We’ve been scouring ancient books and scrolls for months, trying to find the spell to summon him, and the surgeon I need just arrived out of the blue! The one with butterfly fingers who creates and destroys worlds and can surely remove this great staining darkness inside me!

I didn’t think he’d
ever
come back willingly, off with his concubine somewhere, rekindling her memory and reclaiming her love.

Elation floods me. I can get my life back, and while I’m at it, get rid of my smelly Unseelie, too. Approach the queen about the Song of—I swiftly terminate that thought and repadlock it.

I vault the counter, sending glasses flying and shoving startled patrons off their stools, but by the time my feet hit the floor, the Dreamy-Eyed Guy is gone.

      18      

“When life pushes me I push harder. What doesn’t kill me makes me stronger”

MAC

The next few days pass in the closest thing to hopeful peace I’ve known in months. Even surrounded by the debauchery of Chester’s, my inner book remains silent. I don’t know if seeing the king made it shut up for some reason, if familiar routine makes me that much stronger, or if it thinks it has me trapped in the cesspool of life here at Chester’s and my capitulation is only a matter of time.

I tend bar amid my Unseelie coven, watch for the various forms of the king, keep an eye out for princesses, and await Barrons’s return, hopefully with Dani in tow. I can’t wait to tell him the king is back and we can quit losing time in the Silvers.

When the ruler of the dark Fae took an interest in Dublin before, his various incarnations often came to the club. The Unseelie King is too vast to walk among humans in a single
human body. He has to divide himself into multiple skins, and when he does, not everyone sees him the same way. Where I saw a young, hot guy with gorgeous eyes, Barrons saw a frail old man, Christian saw a Morgan Freeman look-alike, Jo saw a pretty French woman. It’s only a matter of time before we see one of them again, or I hear of a McCabe sighting or run into the old news vendor on the streets. I’ll be faster next time because I won’t be struck dumb and motionless by his unexpected return.

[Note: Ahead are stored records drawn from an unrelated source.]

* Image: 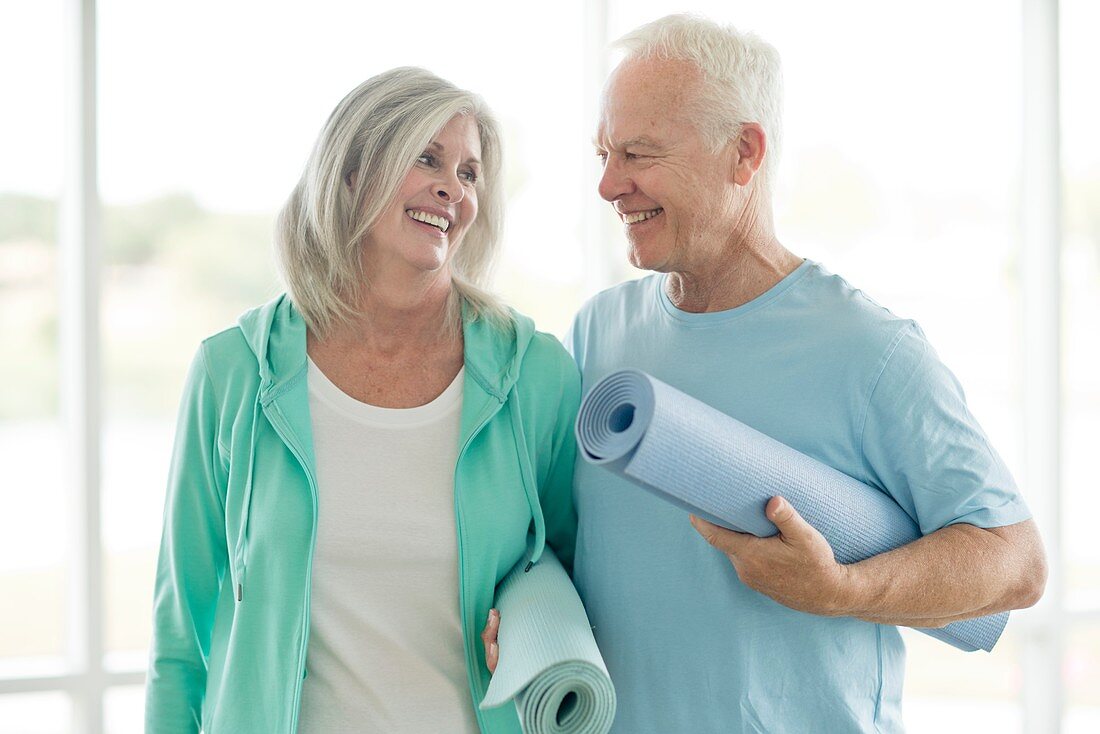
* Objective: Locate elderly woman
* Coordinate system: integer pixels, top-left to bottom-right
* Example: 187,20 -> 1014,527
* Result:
146,68 -> 580,734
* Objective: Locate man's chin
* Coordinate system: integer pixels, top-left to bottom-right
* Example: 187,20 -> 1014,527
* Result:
627,242 -> 668,273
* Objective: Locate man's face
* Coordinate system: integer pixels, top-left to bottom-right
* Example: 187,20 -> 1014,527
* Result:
596,59 -> 738,272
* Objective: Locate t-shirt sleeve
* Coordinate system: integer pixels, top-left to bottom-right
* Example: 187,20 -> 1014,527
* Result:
862,322 -> 1031,535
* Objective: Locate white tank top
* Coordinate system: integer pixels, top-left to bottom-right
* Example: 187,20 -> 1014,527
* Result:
298,360 -> 477,734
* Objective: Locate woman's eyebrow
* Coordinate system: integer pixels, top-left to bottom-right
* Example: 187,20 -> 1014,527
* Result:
428,140 -> 481,166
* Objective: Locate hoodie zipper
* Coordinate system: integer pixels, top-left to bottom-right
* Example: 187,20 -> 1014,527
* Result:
264,402 -> 317,734
454,395 -> 504,732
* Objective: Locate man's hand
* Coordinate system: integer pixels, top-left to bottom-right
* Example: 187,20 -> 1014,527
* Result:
482,610 -> 501,672
691,496 -> 850,616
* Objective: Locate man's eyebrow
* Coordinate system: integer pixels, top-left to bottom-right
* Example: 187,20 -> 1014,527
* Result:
592,135 -> 661,149
619,135 -> 660,147
428,140 -> 481,166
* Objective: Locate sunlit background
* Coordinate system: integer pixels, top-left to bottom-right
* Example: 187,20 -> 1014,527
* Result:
0,0 -> 1100,734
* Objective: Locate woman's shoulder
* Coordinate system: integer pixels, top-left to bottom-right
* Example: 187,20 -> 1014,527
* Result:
520,331 -> 581,394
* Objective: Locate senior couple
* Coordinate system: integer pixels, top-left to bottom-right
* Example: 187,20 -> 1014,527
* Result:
146,15 -> 1045,734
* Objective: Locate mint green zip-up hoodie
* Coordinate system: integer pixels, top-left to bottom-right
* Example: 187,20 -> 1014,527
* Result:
145,296 -> 581,734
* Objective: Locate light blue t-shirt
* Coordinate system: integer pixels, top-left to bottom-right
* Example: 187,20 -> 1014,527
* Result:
568,261 -> 1031,734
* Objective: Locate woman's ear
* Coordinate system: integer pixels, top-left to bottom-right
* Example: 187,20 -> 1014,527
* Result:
734,122 -> 768,186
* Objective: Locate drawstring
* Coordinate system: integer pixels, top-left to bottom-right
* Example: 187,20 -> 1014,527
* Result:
507,383 -> 547,573
234,387 -> 260,602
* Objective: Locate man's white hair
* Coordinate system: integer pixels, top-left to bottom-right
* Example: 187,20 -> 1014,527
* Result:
614,13 -> 783,188
275,67 -> 509,335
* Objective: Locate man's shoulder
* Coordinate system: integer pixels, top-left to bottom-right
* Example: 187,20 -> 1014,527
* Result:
790,263 -> 921,347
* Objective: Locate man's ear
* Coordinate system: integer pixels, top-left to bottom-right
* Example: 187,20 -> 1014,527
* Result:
734,122 -> 768,186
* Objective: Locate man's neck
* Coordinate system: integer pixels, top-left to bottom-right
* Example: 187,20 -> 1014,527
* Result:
666,228 -> 802,314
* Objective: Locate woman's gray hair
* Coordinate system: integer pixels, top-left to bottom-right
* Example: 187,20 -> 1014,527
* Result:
614,14 -> 783,188
275,67 -> 510,335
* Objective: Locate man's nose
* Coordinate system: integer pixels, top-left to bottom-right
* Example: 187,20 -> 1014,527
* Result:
597,155 -> 634,201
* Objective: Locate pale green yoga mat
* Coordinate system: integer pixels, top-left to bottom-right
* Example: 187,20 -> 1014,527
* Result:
481,548 -> 615,734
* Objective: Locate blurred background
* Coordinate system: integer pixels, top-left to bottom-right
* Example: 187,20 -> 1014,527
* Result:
0,0 -> 1100,734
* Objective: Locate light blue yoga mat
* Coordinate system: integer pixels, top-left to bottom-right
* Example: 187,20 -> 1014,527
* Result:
481,548 -> 615,734
576,370 -> 1009,653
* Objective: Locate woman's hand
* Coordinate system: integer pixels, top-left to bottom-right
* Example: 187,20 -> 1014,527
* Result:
482,610 -> 501,672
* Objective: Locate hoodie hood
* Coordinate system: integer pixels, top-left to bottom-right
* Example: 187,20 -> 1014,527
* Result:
233,294 -> 546,602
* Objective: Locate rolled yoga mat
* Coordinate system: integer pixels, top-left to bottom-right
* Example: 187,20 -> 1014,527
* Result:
481,548 -> 615,734
576,370 -> 1009,653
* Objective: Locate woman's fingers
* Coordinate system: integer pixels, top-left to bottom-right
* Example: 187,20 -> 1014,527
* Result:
482,610 -> 501,672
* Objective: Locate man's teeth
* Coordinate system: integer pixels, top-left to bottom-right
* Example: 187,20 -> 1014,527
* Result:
405,209 -> 451,232
623,209 -> 664,224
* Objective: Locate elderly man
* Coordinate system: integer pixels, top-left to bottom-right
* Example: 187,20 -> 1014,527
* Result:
569,15 -> 1046,734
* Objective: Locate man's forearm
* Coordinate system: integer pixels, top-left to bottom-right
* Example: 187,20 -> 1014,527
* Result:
836,521 -> 1046,627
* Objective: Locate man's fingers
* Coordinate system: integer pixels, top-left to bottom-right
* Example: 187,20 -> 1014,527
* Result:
691,515 -> 752,554
763,496 -> 817,544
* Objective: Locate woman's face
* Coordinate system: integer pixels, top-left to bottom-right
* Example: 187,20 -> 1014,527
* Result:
363,114 -> 481,276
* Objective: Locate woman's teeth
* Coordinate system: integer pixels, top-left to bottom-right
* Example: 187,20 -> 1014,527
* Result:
405,209 -> 451,232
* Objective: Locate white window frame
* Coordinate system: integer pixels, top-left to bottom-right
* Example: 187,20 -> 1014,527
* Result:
0,0 -> 1082,734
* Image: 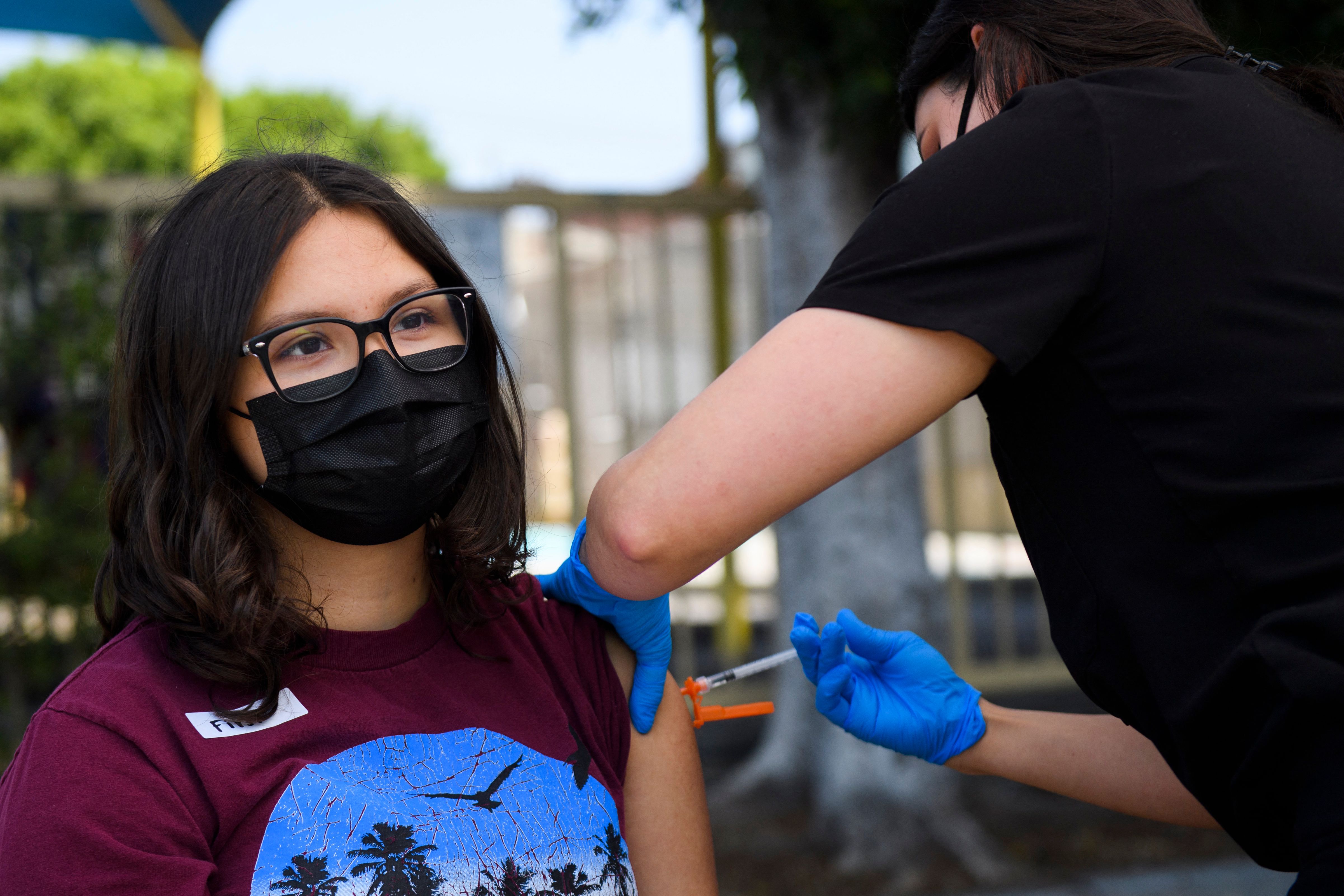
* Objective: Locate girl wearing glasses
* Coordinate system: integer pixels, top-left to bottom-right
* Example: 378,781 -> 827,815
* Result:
0,154 -> 715,896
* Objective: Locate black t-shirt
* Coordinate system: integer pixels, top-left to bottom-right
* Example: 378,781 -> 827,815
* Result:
806,57 -> 1344,868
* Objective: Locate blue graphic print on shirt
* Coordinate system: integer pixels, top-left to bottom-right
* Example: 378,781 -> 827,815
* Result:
251,728 -> 634,896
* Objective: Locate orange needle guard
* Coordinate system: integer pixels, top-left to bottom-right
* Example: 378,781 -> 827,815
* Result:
681,678 -> 774,728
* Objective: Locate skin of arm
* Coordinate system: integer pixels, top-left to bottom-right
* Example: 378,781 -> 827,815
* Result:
947,698 -> 1219,829
583,308 -> 994,599
583,309 -> 1216,827
606,633 -> 719,896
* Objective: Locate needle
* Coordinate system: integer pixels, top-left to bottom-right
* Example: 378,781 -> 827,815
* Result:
695,648 -> 798,693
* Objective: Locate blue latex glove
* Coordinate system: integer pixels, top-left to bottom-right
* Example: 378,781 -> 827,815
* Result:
536,520 -> 672,735
789,610 -> 985,766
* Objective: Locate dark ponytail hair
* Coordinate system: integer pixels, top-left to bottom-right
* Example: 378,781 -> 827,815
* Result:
94,153 -> 526,721
900,0 -> 1344,129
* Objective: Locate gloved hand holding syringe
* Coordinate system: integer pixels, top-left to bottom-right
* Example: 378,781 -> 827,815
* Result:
681,648 -> 798,728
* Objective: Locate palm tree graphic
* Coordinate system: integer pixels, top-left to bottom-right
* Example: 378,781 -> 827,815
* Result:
270,856 -> 350,896
421,754 -> 523,811
472,856 -> 536,896
593,822 -> 634,896
345,821 -> 440,896
536,862 -> 602,896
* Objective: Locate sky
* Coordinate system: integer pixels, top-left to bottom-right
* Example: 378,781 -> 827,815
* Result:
0,0 -> 755,192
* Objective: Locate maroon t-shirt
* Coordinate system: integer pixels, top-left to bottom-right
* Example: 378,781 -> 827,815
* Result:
0,575 -> 633,896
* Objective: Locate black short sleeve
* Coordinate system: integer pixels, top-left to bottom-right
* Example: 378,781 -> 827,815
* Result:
804,81 -> 1110,372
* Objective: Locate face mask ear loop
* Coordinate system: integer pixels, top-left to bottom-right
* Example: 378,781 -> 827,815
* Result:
957,63 -> 976,137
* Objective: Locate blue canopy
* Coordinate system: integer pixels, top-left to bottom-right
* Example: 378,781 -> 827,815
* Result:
0,0 -> 229,50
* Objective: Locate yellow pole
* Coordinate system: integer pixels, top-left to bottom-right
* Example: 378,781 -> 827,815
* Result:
132,0 -> 224,179
700,12 -> 751,662
191,52 -> 224,179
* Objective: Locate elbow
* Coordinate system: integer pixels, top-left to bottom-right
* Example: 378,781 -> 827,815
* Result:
590,510 -> 668,569
585,465 -> 671,572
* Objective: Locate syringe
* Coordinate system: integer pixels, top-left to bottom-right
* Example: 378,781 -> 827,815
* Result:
695,648 -> 798,693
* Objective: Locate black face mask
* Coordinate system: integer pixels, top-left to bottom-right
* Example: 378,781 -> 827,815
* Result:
234,351 -> 489,544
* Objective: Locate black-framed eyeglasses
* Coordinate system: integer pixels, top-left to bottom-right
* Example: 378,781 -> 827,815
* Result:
241,286 -> 476,404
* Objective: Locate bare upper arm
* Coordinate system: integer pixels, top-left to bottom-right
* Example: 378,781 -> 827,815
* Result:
583,308 -> 994,598
606,631 -> 719,896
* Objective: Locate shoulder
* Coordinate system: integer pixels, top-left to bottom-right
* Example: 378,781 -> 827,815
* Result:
486,574 -> 634,692
495,572 -> 602,638
39,619 -> 207,732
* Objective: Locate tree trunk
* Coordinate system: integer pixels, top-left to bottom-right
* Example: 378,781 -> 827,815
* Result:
720,87 -> 1004,885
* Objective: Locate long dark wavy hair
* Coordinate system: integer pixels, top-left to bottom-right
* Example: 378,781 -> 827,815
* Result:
94,153 -> 527,721
900,0 -> 1344,130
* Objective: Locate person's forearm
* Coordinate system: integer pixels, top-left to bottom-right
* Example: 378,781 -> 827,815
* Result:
582,308 -> 994,599
947,700 -> 1219,827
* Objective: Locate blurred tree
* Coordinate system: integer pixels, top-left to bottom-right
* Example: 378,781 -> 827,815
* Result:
224,89 -> 447,183
570,0 -> 1344,880
0,47 -> 447,183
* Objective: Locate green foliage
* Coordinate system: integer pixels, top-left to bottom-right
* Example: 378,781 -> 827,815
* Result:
224,89 -> 447,183
580,0 -> 1344,184
0,47 -> 447,183
0,210 -> 118,756
0,48 -> 196,179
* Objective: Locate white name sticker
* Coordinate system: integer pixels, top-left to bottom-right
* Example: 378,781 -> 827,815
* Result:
187,688 -> 308,738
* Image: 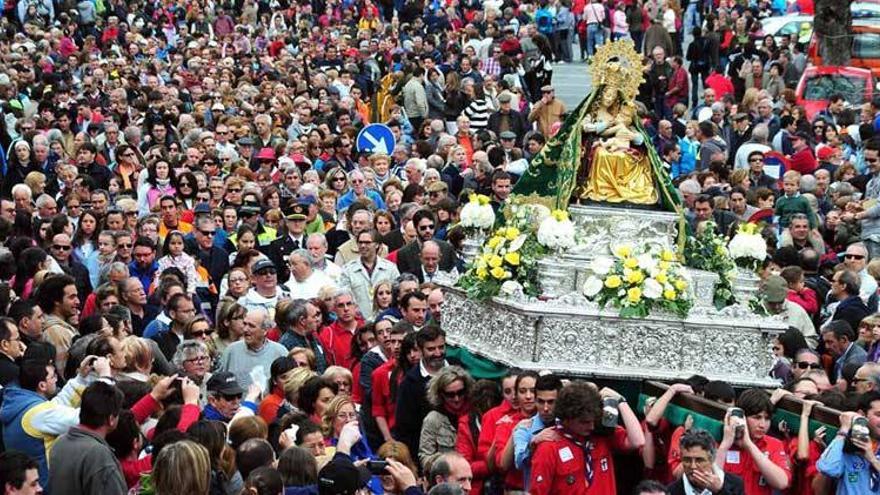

The thought of living divided like this, tempted every day by power I can’t use, tortured by thoughts of what my inner monster might be able to make me do if I’m not vigilant one hundred percent of the time, is more than I can stand.

Can’t eviscerate essential self
, the king once said. But this copy of the Book
isn’t
my essential self. It’s his.

And I’ll be damned if I’m keeping it.

At least now I can stop considering a risky plan B. The king came to Dublin once before because his book escaped. It seems logical if Cruce escaped, the king would return and re-ice him and I could demand he free me. Unfortunately I’m not entirely convinced the king would (a) return or (b) give a shit about any of it. His priorities spring of stars and infinity, not the tiny moments that span a human life. And there we’d be, with Cruce loose.

Dicey plan.

Humming beneath my breath, I finish polishing my bar. It’s eleven in the morning and I’ve just opened my subclub for business. The glasses sparkle, so clean they squeak. Ice is stocked, glasses frosted, condiments fresh, liquor replenished.

I’m bent over, reaching in the fridge to pull out lemons and start making my twists, when I hear a deep baritone say, “Laprhoaig. No ice.”

The accent is Scottish, the voice one I’ve heard before. I glance up into eyes strikingly similar to Christian’s, before he began turning Unseelie. They bore into mine, cheetah-gold, assessing. Same five o’clock shadow, chiseled features, and beautiful dark skin. Serious power rolls off the man.